Con passo tranquillo, sigaro tra le dita, Richard ci accompagna verso il mare e ci racconta quanto sia essenziale per lui avere trovato un lavoro tranquillo anche se finanziariamente meno appetibile. «In Svizzera uno stipendio “normale” varia dai 4’500 ai 5’000 franchi, mentre qui mi danno 1’500 euro al mese e il costo della vita non è così diverso».

«All’inizio non è stato facile abituarmi a vivere con un salario così basso, ma a Fano non ci sono pressioni sociali come a Zurigo ed è più semplice scegliere di fare una vita semplice senza essere guardati male. Uscire dalla logica consumista in Svizzera è un’impresa coraggiosa e non tutti hanno la forza di riuscirci».

Stimolare il cervello e non solo lo stomaco

Sono parole dure quelle di Richard verso la Svizzera, ma più che una dichiarazione di odio è un appello alla riflessione per un paese forse troppo abituato al benessere e alla ricchezza. D’altronde Richard non ha mai cercato di rinnegare le sue origini e fin dai primi mesi si è rivolto al Circolo svizzero delle Marche per cercare nuovi amici e sentirsi un po’ più a casa.

Da semplice spettatore, nel corso degli anni Richard ha assunto la carica di vicepresidente e prossimamente subentrerà a Nelly Novella alla guida dell’associazione. Un cambiamento ai vertici in sintesi con l’appello lanciato da Irène Beutler-Fauguel – neo presidente del Collegamento svizzero in Italia – per un maggior coinvolgimento dei giovani nelle attività associative.
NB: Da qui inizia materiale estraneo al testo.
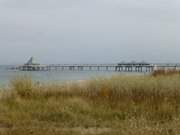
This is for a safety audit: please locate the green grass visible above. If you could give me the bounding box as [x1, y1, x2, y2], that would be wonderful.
[0, 75, 180, 135]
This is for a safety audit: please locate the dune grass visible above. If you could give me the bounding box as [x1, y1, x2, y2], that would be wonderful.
[0, 75, 180, 135]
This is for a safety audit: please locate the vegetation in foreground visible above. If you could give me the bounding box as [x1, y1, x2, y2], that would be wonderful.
[0, 72, 180, 135]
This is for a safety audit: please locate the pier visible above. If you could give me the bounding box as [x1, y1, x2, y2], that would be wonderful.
[11, 57, 180, 72]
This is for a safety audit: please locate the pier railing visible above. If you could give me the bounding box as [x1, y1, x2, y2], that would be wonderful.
[12, 63, 180, 72]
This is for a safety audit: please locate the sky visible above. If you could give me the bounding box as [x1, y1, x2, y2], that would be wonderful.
[0, 0, 180, 64]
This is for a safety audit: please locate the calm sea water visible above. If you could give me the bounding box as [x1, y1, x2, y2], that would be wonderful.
[0, 66, 145, 86]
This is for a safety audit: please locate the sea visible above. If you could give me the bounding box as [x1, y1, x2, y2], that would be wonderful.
[0, 65, 145, 86]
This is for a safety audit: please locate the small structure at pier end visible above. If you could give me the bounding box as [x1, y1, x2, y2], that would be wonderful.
[18, 57, 48, 71]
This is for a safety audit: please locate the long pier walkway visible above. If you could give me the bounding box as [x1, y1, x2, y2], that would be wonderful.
[11, 57, 180, 72]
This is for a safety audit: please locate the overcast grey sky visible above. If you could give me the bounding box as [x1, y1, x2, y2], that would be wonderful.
[0, 0, 180, 64]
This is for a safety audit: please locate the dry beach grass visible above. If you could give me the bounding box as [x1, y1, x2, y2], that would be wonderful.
[0, 71, 180, 135]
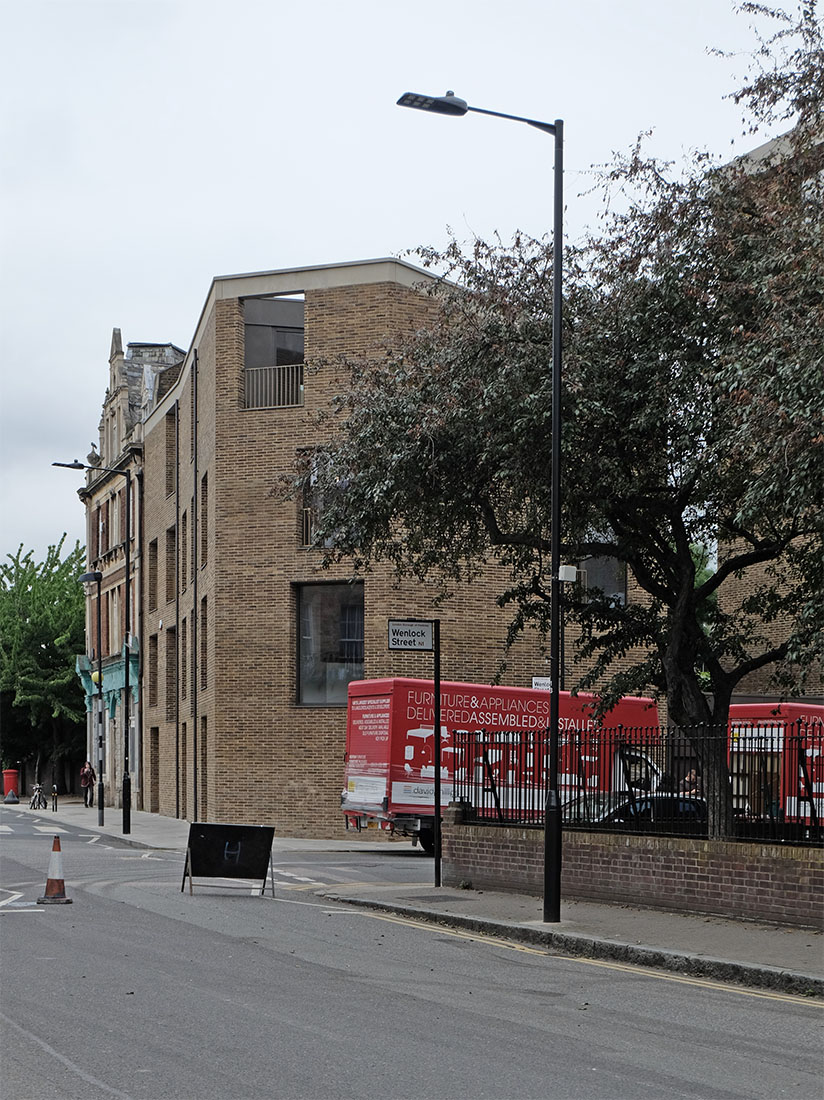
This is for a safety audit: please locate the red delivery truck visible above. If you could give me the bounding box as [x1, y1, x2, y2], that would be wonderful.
[729, 702, 824, 825]
[341, 677, 661, 850]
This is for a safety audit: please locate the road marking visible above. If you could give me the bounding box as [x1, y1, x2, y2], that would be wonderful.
[275, 867, 323, 886]
[356, 911, 824, 1009]
[0, 1012, 131, 1100]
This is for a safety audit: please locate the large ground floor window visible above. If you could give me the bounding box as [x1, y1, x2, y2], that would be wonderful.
[297, 582, 363, 706]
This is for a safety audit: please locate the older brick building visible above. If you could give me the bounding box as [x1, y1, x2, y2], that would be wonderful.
[134, 260, 556, 835]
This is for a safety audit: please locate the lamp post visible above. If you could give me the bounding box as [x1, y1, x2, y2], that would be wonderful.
[80, 570, 105, 825]
[397, 91, 563, 923]
[52, 459, 132, 833]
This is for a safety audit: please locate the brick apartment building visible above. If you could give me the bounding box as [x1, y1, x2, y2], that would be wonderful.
[117, 260, 547, 836]
[72, 253, 818, 836]
[77, 329, 186, 805]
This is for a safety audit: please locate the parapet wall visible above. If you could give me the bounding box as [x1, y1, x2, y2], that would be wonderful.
[441, 806, 824, 927]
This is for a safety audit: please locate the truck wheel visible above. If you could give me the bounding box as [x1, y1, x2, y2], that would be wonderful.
[418, 828, 435, 856]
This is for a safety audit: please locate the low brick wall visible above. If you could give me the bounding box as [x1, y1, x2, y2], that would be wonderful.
[441, 807, 824, 927]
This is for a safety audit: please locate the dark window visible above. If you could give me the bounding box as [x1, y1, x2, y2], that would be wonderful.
[297, 583, 363, 706]
[243, 298, 304, 408]
[147, 634, 157, 706]
[166, 626, 177, 722]
[166, 527, 177, 603]
[149, 539, 157, 612]
[580, 558, 627, 604]
[165, 406, 177, 496]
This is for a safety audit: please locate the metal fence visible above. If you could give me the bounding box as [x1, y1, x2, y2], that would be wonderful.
[453, 719, 824, 846]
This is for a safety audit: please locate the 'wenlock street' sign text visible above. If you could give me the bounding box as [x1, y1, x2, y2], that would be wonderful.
[389, 619, 435, 650]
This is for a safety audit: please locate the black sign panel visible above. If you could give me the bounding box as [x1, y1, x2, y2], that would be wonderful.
[180, 822, 275, 895]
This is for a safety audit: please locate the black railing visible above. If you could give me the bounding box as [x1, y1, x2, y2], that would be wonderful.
[453, 719, 824, 845]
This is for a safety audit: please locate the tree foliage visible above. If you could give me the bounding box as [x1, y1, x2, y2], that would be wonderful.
[288, 0, 824, 827]
[0, 536, 85, 761]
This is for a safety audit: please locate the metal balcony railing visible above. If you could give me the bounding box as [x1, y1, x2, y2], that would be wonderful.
[244, 363, 304, 409]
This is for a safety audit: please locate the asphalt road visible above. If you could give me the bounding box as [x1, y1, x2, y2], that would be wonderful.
[0, 811, 822, 1100]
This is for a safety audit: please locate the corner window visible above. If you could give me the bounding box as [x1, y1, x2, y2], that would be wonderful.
[580, 558, 627, 607]
[243, 298, 304, 409]
[297, 583, 363, 706]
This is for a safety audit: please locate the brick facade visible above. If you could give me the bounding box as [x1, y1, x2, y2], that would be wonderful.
[136, 262, 558, 836]
[442, 807, 824, 928]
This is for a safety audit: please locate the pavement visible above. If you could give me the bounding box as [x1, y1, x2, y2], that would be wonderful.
[8, 799, 824, 999]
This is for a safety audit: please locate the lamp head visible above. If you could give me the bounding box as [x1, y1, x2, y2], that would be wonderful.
[397, 91, 469, 114]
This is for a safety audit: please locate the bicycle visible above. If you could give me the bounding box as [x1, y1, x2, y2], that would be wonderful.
[29, 783, 48, 810]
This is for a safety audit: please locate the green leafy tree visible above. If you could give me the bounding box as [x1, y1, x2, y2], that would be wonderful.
[299, 2, 824, 834]
[0, 536, 86, 772]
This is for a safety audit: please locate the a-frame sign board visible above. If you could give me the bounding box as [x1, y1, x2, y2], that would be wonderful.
[180, 822, 275, 898]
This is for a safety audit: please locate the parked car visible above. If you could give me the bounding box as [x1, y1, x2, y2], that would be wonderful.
[564, 791, 707, 833]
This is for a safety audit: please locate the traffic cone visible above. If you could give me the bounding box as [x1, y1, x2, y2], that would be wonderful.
[37, 836, 72, 905]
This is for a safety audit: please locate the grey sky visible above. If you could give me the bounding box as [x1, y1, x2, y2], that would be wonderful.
[0, 0, 783, 558]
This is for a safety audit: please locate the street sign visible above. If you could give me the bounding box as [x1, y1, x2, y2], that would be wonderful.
[389, 619, 435, 652]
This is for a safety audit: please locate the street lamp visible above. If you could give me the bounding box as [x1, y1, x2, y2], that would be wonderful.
[52, 459, 132, 833]
[80, 570, 103, 825]
[397, 91, 563, 923]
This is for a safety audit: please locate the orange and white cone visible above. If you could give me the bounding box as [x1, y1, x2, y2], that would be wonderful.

Ma come far fronte al calo di interesse di cui soffrono non solo i circoli svizzeri in Italia, ma anche le associazioni italiane in Svizzera? Di fronte a questa sfida, Richard sembra avere le idee in chiaro: «Dobbiamo offrire dei servizi di sostegno per i giovani immigrati, una rete sociale e degli stimoli culturali. Il circolo non deve essere soltanto un’occasione per compiacere lo stomaco, ma anche per stimolare il cervello».

«Il problema è che molte delle persone che frequentano la nostra associazione non sono più nella vita attiva e i loro desideri o interessi si riducono a una partita a carte o a una cena in compagnia. È senza’altro un aspetto importante della vita comunitaria – conclude Richard – ma non basta per attirare i giovani e per suscitare la voglia di partecipare, condividere e far sentire la voce degli svizzeri all’estero».

Stefania Summermatter e Françoise Gehring, swissinfo.ch

La colonia svizzera in Italia è cresciuta dopo la fine della seconda guerra mondiale e oggi conta circa 50’000 persone. In Italia risiede la quarta comunità di svizzeri all’estero in ordine di grandezza, dopo quelle di Francia, Germania e Stati Uniti.

Alla fine del 2008 erano registrati 48’147 cittadini elvetici nei tre consolati svizzeri in Italia. I due terzi vivono nel nord del Paese. Nella circoscrizione consolare di Milano ve ne sono 24’536, in quella di Roma 16’623 e in quella di Genova 6’988.
Quattro delle 15 scuole svizzere all’estero si trovano in Italia: a Bergamo, Milano, Roma e Catania.

Il circolo svizzero delle Marche, che conta 80 membri, è stato fondato nel 2004.

In tutte le Marche, regione che conta cinque Province, vivono circa 600 cittadini/e svizzeri/i e con la doppia nazionalità. Quasi la metà, circa 270, vive nella provincia di Pesaro-Urbino.